It all starts with a phone call to our Administrative staff who can answer your questions and take you through our intake process. You do not need a medical referral to access any of our services. We do not have a waitlist and will schedule your child’s session on the next available appointment time.

Do I need a consultation before I start one to one therapy?

A consultation is a time for the therapist and the caregiver/child to speak openly about their most pressing concerns, and for the therapist to collect key information that can be used in the development of the steps in the family’s journey with our clinic.  It can play an important role in determining what the best next steps are for the child and the family.  It is a great advantage to have a consultation before starting one to one therapy.
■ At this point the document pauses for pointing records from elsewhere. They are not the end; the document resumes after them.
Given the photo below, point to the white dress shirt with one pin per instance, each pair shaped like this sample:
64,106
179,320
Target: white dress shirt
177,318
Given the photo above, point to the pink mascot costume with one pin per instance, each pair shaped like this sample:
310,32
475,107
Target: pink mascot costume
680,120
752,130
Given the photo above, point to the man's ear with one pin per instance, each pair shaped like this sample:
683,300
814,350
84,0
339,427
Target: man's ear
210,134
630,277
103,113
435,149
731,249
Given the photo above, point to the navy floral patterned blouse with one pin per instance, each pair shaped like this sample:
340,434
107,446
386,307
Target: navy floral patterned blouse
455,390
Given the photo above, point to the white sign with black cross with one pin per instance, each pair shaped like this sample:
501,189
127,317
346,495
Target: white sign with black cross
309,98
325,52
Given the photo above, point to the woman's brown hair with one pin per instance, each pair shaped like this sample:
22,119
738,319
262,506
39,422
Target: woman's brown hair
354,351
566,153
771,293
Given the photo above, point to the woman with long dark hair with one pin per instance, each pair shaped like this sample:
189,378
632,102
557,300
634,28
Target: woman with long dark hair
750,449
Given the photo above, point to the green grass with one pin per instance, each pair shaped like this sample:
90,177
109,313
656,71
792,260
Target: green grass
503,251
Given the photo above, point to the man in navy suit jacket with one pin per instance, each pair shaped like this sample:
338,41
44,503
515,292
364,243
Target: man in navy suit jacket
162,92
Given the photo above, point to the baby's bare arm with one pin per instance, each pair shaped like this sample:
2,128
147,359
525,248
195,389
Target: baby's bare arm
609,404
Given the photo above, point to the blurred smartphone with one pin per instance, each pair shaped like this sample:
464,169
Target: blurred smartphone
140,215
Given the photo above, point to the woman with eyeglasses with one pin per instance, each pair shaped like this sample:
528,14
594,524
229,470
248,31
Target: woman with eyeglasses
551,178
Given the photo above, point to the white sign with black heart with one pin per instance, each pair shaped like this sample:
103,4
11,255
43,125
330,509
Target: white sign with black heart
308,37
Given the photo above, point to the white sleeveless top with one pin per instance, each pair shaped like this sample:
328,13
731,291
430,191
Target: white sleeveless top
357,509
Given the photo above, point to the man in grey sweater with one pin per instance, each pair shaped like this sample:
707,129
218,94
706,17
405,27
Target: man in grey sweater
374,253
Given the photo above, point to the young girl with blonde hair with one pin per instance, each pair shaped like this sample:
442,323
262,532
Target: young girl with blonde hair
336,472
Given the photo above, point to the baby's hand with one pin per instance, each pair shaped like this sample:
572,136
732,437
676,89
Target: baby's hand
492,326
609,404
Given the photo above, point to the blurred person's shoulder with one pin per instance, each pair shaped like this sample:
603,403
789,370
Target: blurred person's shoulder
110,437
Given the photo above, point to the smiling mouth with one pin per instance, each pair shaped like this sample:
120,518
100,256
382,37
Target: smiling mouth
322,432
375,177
Sometimes families will be referred to us, by another professional, needing a very prescriptive, standardized test to be completed. In these rare cases, we may decide to not complete a consultation and start the assessment/testing right away.

What is an assessment?

This is a formal time with the therapist using standardized tests to determine the child’s level of function and abilities. After the assessment with the child has been completed, a meeting with parents will be scheduled to discuss the results of the assessment. These results, along with the parent/child’s input, will determine the child’s treatment plan. A document with the results of the assessment will be provided to the parent.

What does a virtual consultation entail?

This is an initial session between the therapist and the parent/caregiver, to determine the recommended next steps to support the child and the family. A treatment plan and program suggestions are discussed at this time. A written document is not included with a consultation.

What can I bring to my child’s session or assessment?

For most services, it is only recommended to bring a water bottle for your child to have in session. If you are attending a Psychology Assessment you can also bring a small snack as these assessments last between 2-3 hours. If you are attending an OT Feeding session, your therapist will give direction on what foods to bring with you. Please remember that we are a PEANUT FREE clinic.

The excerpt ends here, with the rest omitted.